Im laufenden Betrieb scannt ein Team von sieben Mitarbeitern im Universitätsklinikum Salzburg und jeweils zwei Mitarbeitern in den Landeskliniken Hallein und Tamsweg die anfallenden Akten und bereitet sie zur Langzeitarchivierung im ECM auf. Insgesamt fallen pro Arbeitstag etwa 25.000 Seiten an.

Zusammen mit einem starken Partner

Der Prozess ist definiert und etabliert. Mitarbeiter einer internen Logistikabteilung sammeln die Krankengeschichtsakten auf den Stationen ein und transportieren sie zur digitalen Archivierung. Die erste Seite eines Stapels ist die sogenannte Krankengeschichtsliste, kurz KG-Liste, die die Patienteninformationen und den Status der Akte enthält. Ein Exemplar davon verbleibt auf den Stationen, sodass die Mitarbeiter dort wissen, wenn die Akte auf dem Weg zur Digitalisierung ist. „So kann sie, sollte sie dringend gebraucht werden und noch nicht digitalisiert sein, zurückgerufen werden. Oder die Akte wird bevorzugt eingescannt. Die KG-Listen werden auch archiviert, um den gesamten Prozess nachvollziehbar und transparent zu machen“, beschreibt Schmoller den Weg der Papierakten ins ECM.

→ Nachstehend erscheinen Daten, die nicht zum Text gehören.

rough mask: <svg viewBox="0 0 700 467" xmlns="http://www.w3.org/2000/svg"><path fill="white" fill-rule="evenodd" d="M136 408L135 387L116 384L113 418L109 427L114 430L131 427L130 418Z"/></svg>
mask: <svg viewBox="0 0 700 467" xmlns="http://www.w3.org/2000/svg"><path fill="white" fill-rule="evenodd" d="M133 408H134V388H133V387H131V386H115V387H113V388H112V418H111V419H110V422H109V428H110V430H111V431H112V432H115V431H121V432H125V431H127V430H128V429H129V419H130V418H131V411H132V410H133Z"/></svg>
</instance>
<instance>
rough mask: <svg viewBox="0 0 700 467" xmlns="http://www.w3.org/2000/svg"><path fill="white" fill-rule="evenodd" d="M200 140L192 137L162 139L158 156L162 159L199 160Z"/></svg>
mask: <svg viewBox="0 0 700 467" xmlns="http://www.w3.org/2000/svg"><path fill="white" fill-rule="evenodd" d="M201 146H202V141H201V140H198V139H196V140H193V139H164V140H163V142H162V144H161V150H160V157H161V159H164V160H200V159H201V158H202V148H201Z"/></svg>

Elektronisch liefert gegenwärtig nur das KIS Daten, allerdings werden die ersten Subsysteme nach Programmierung und Testung der Schnittstellen angebunden. Künftig wollen die SALK dabei aber einen anderen Weg gehen, wie Ing. Klaus Schmoller sagt: „Zuerst möchten wir Subsysteme über Webservices anbinden, ab dem nächsten Jahr dann auf Basis von IHE-Profilen. Damit hoffen wir, ressourcenschonender arbeiten zu können.“ Auch da ist der Partner Dedalus HealthCare, der seine umfängliche IHE-Compliance nachgewiesen hat, wieder im Boot.